After the French failed to invade Russia and were retreating in great disorder there was a moment when the French were desperately trying to cross a river. There was a huge crush of men pushing and shoving to get across. When the soldiers realized that Larrey was at the back of this crush, they yelled his name to each other. Then they picked him up and passed him overhead to the bridge, kind of like a mosh pit. It’s a great story.

New Advent also mentions that he was a baron, but his family was so poor that his early education was due to the village priest. It says that near the end of his life he met the Abbe again, and was very happy about it. https://www.newadvent.org/cathen/09007a.htm

Next up is Rene Theophile Hyacinth Laennec (1781-1826), the inventor of the stethoscope. His stethoscope was a rigid wooden tube, which makes sense because rubber in quantity was still in the future. He owed some of his ideas to Auenbruegger who practiced thumping on chests to discover what was wrong. (It’s a very forgotten art these days, but I remember the doctor thumping my back when I was small.) Some physicians tapped on the chest and some got closer. Laennec didn’t really want to get to close to chests. Here’s a helpful comment on that practice.


… the other option available to the early 19th century physician was the ancient practice of direct or immediate auscultation, listening to the chest sounds and heartbeat by pressing the ear to the chest wall. … auscultation was … practiced in ancient Greece, but … some patients were too obese for sounds to be heard … also some patients did not bath[e], others were infested with vermin and modesty was an issue, especially with female patients.
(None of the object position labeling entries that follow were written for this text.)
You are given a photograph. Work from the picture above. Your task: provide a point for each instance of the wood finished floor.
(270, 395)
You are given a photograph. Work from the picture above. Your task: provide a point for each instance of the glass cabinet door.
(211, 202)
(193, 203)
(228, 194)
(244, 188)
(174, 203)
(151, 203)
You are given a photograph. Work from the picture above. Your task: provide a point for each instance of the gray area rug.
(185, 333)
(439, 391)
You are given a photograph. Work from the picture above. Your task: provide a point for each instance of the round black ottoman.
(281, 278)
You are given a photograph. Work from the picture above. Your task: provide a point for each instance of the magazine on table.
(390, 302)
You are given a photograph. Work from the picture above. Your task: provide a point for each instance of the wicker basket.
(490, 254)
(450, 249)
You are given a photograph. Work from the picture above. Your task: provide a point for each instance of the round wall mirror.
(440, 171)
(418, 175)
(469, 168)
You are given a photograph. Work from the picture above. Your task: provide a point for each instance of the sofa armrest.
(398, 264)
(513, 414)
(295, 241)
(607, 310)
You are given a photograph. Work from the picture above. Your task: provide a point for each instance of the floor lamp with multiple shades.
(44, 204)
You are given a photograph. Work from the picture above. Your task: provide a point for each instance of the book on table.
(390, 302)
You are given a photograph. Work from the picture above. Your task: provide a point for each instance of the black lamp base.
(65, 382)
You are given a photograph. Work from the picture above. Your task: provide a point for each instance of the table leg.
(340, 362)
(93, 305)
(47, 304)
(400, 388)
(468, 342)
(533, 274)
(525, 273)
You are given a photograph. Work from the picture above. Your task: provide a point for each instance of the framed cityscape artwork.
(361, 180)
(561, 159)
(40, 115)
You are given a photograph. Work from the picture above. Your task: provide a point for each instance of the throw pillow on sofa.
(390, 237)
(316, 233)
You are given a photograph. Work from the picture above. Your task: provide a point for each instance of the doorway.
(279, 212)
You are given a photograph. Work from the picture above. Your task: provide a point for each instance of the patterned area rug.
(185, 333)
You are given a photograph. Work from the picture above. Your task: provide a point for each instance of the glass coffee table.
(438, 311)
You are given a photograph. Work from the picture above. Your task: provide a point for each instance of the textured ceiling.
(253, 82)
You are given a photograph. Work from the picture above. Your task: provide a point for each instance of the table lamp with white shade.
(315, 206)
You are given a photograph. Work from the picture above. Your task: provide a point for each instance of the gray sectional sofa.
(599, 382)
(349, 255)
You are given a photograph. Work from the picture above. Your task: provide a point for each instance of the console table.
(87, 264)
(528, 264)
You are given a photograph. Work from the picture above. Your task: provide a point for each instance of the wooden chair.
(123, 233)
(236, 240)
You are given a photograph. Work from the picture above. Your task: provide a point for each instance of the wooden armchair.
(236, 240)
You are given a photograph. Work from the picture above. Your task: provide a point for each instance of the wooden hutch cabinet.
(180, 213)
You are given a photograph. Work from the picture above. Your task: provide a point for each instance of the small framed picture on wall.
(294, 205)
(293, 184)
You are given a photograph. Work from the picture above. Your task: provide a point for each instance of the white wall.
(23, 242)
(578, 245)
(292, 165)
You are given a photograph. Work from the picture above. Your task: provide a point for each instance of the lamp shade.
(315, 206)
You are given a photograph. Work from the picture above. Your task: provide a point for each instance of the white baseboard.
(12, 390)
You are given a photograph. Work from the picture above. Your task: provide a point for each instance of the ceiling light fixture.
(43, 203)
https://www.ncbi.nlm.nih.gov/pmc/articles/PMC1570491/

The stethoscope took the place of this direct ear to chest, and provided better information. Laennec wrote quite a bit about diseases in the chest, having confirmed his findings by post-mortem on patients who didn’t make it.
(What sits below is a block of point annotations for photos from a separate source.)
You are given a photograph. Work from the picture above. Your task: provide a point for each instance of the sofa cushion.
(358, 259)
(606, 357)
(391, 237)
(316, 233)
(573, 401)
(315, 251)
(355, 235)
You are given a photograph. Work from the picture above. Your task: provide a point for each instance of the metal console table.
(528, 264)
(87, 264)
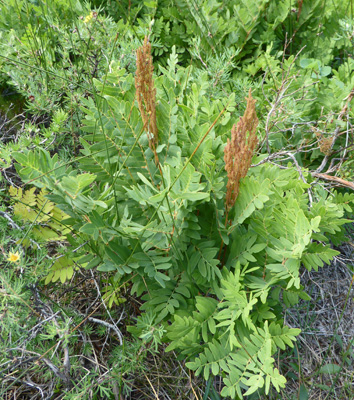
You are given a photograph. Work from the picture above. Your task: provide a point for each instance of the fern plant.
(211, 281)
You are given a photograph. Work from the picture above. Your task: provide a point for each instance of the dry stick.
(336, 179)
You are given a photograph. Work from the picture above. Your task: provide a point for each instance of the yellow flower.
(13, 257)
(88, 18)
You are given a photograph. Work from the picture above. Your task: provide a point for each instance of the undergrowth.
(181, 169)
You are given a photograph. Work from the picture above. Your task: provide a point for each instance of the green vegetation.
(158, 225)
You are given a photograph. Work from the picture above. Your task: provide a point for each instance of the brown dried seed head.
(239, 150)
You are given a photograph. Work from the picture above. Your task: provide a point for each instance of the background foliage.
(145, 222)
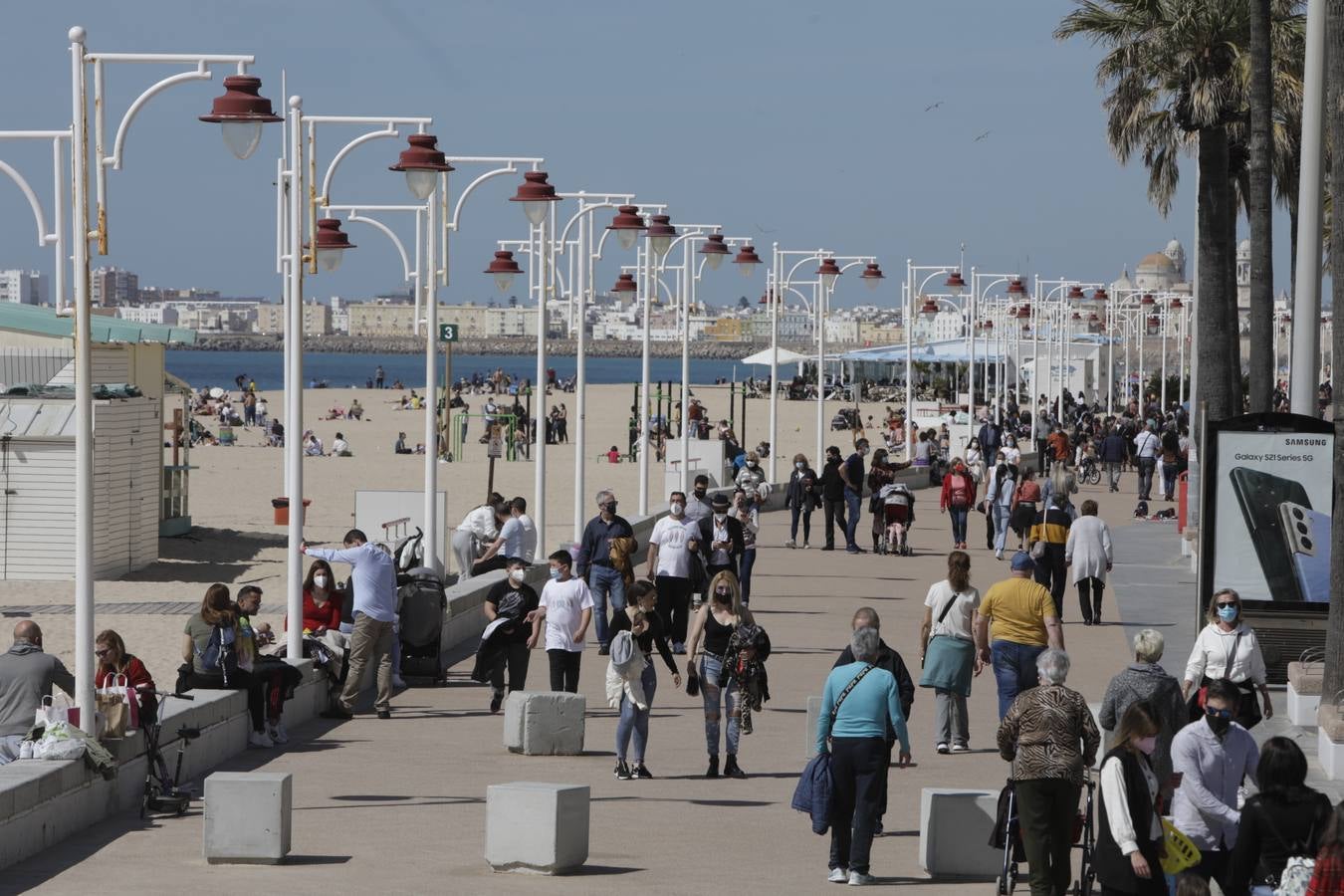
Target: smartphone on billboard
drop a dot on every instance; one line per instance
(1259, 496)
(1308, 541)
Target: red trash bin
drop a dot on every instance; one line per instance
(1182, 500)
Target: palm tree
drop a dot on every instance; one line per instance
(1171, 70)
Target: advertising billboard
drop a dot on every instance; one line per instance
(1267, 499)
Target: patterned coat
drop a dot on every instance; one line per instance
(1048, 733)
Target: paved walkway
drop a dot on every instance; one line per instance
(399, 804)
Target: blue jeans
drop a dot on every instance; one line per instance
(1014, 670)
(634, 720)
(851, 526)
(959, 524)
(1001, 527)
(710, 691)
(745, 573)
(605, 581)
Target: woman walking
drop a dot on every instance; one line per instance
(1228, 648)
(1129, 837)
(949, 654)
(1048, 737)
(644, 623)
(801, 496)
(1087, 551)
(857, 706)
(717, 621)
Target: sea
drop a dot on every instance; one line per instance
(342, 369)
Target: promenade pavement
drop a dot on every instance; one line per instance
(398, 806)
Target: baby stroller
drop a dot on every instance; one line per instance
(898, 514)
(1008, 838)
(422, 604)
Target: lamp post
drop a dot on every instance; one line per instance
(241, 112)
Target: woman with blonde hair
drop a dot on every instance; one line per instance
(717, 621)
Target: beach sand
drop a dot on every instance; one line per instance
(235, 542)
The last doctor is Ignaz Semmelweis (1818-1865), who discovered the connection between handwashing (or not) and dying in childbed.
https://www.ncbi.nlm.nih.gov/pmc/articles/PMC3881728/ This article, illustrated with postage stamps that honored Semmelweis over the years, also contains clear statistics developed by Semmelweis, on the elimination of childbed fever. He compared the results when the attendants, who were usually medical students who came straight from doing autopsies, washed their hands and their equipment, vs when they didn’t. His ideas were not accepted, although the results were quite clear. Semmelweis died of blood-poisoning after he had been locked up in an insane asylum. (Complex story.) He had a fight with the guards when he realized that he was being secretly committed, and a wound he suffered (probably) at the time, was not treated. It went septic, and he died of the disease he spent his life trying to treat.
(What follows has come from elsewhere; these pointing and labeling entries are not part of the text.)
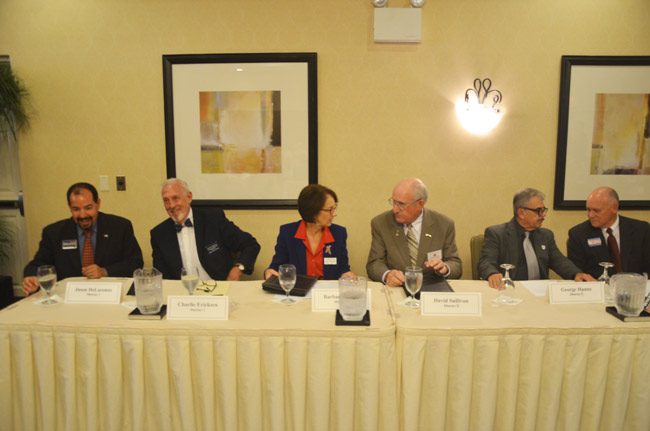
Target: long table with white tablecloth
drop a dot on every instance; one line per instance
(533, 366)
(269, 367)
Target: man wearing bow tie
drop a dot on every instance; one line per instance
(201, 238)
(90, 243)
(524, 243)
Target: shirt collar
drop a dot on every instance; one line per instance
(301, 233)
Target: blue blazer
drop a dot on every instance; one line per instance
(289, 249)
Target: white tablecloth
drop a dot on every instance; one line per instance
(270, 367)
(534, 366)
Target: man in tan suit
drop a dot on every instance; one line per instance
(410, 234)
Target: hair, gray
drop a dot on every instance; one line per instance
(176, 181)
(419, 190)
(522, 197)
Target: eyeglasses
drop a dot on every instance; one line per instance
(540, 211)
(207, 287)
(330, 210)
(401, 205)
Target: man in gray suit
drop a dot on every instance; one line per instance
(524, 243)
(408, 235)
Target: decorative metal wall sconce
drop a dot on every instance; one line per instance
(479, 112)
(383, 3)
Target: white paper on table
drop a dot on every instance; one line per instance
(536, 287)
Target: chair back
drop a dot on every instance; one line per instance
(475, 246)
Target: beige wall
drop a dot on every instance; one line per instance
(385, 111)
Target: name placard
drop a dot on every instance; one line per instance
(572, 292)
(327, 299)
(93, 292)
(197, 307)
(451, 304)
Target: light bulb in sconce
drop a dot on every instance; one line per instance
(479, 112)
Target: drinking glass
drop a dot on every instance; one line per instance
(608, 289)
(46, 276)
(190, 278)
(506, 284)
(413, 284)
(287, 278)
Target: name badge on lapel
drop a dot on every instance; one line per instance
(211, 248)
(594, 242)
(69, 244)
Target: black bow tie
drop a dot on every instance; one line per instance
(187, 223)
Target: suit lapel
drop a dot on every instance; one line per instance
(71, 233)
(199, 228)
(512, 251)
(426, 237)
(400, 242)
(101, 240)
(626, 233)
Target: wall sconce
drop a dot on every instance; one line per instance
(383, 3)
(475, 114)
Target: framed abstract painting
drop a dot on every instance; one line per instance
(603, 130)
(242, 129)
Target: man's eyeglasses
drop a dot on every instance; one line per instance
(401, 205)
(207, 287)
(540, 211)
(330, 210)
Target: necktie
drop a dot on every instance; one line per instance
(187, 223)
(88, 255)
(531, 259)
(413, 244)
(612, 244)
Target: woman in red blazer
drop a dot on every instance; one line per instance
(314, 245)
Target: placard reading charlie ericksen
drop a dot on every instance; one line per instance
(197, 308)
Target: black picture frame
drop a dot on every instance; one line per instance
(293, 75)
(582, 78)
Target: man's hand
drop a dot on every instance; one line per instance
(581, 276)
(437, 265)
(30, 285)
(270, 272)
(394, 278)
(93, 271)
(494, 280)
(234, 274)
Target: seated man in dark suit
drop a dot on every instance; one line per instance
(524, 243)
(199, 238)
(609, 237)
(90, 243)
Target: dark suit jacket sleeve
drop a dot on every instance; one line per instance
(159, 261)
(45, 255)
(281, 249)
(577, 250)
(376, 265)
(122, 254)
(450, 254)
(558, 262)
(488, 263)
(343, 262)
(239, 242)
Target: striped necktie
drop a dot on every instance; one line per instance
(531, 258)
(88, 254)
(413, 244)
(614, 251)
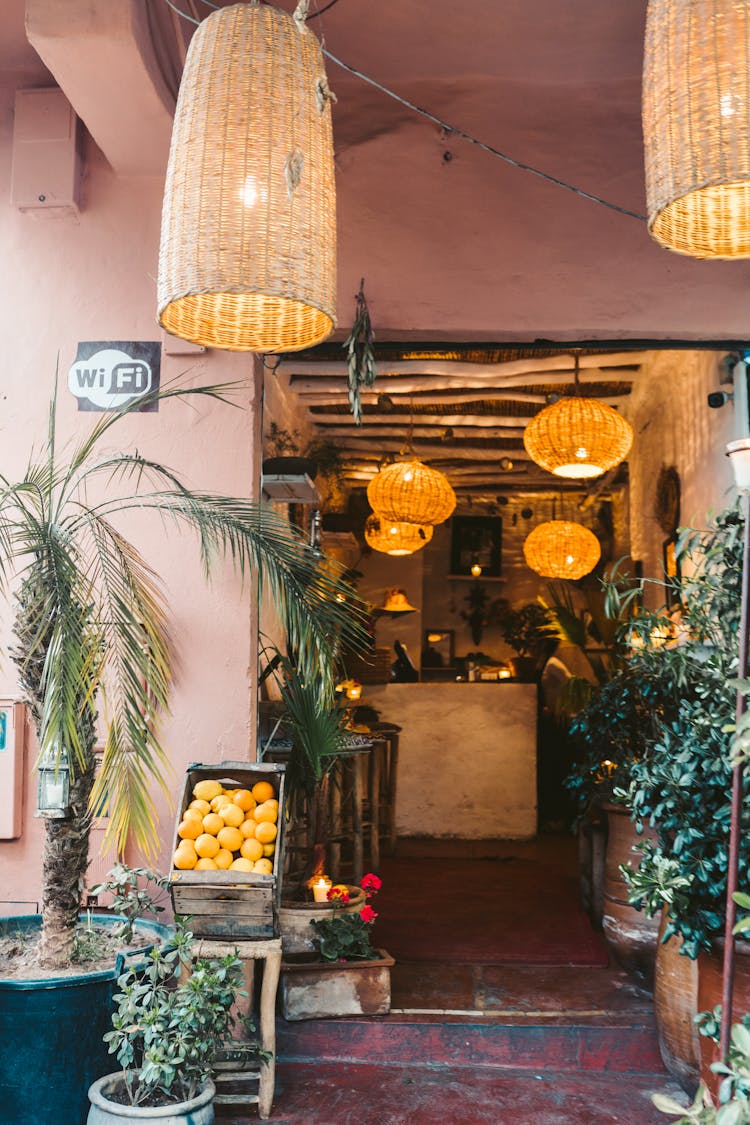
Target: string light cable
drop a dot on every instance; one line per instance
(453, 129)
According to the article, one reason his ideas weren’t accepted was that he couldn’t explain the reason for them. Prior to the discovery of germs by Pasteur, no-one could explain what was traveling on the equipment of the students who went straight from autopsies to examine pregnant women. I find this fascinating.

It is the same problem that plagued Galileo when he refused to believe that the moon caused the tides. Since the concept of gravity hadn’t been clarified, no-one could explain how the moon was affecting the tides, so he refused to accept the idea. Again, when people argued about continental drift, they couldn’t explain how the continents moved. So there was an insistence that, therefore, they couldn’t move. Brother Guy Consolmagno discussed this scientific problem in a book about being the Vatican astronomer, (Brother Astronomer: Adventures of a Vatican Scientist by Guy Consolmagno). In his case, a study of some meteorites had suggested that certain ones came from an asteroid. Everyone pooh-poohed the idea because, how could it happen? Then someone (and the details have totally escaped me) figured out how it could happen so everyone suddenly was on board. Oh, yes, some meteorites come from an asteroid. But the point Consolmagno made was that one principle scientists should accept is this: If it (an event) did happen, then it can! Or put another longer, more clunky, way — just because you can’t explain how it happened, that doesn’t mean it didn’t happen.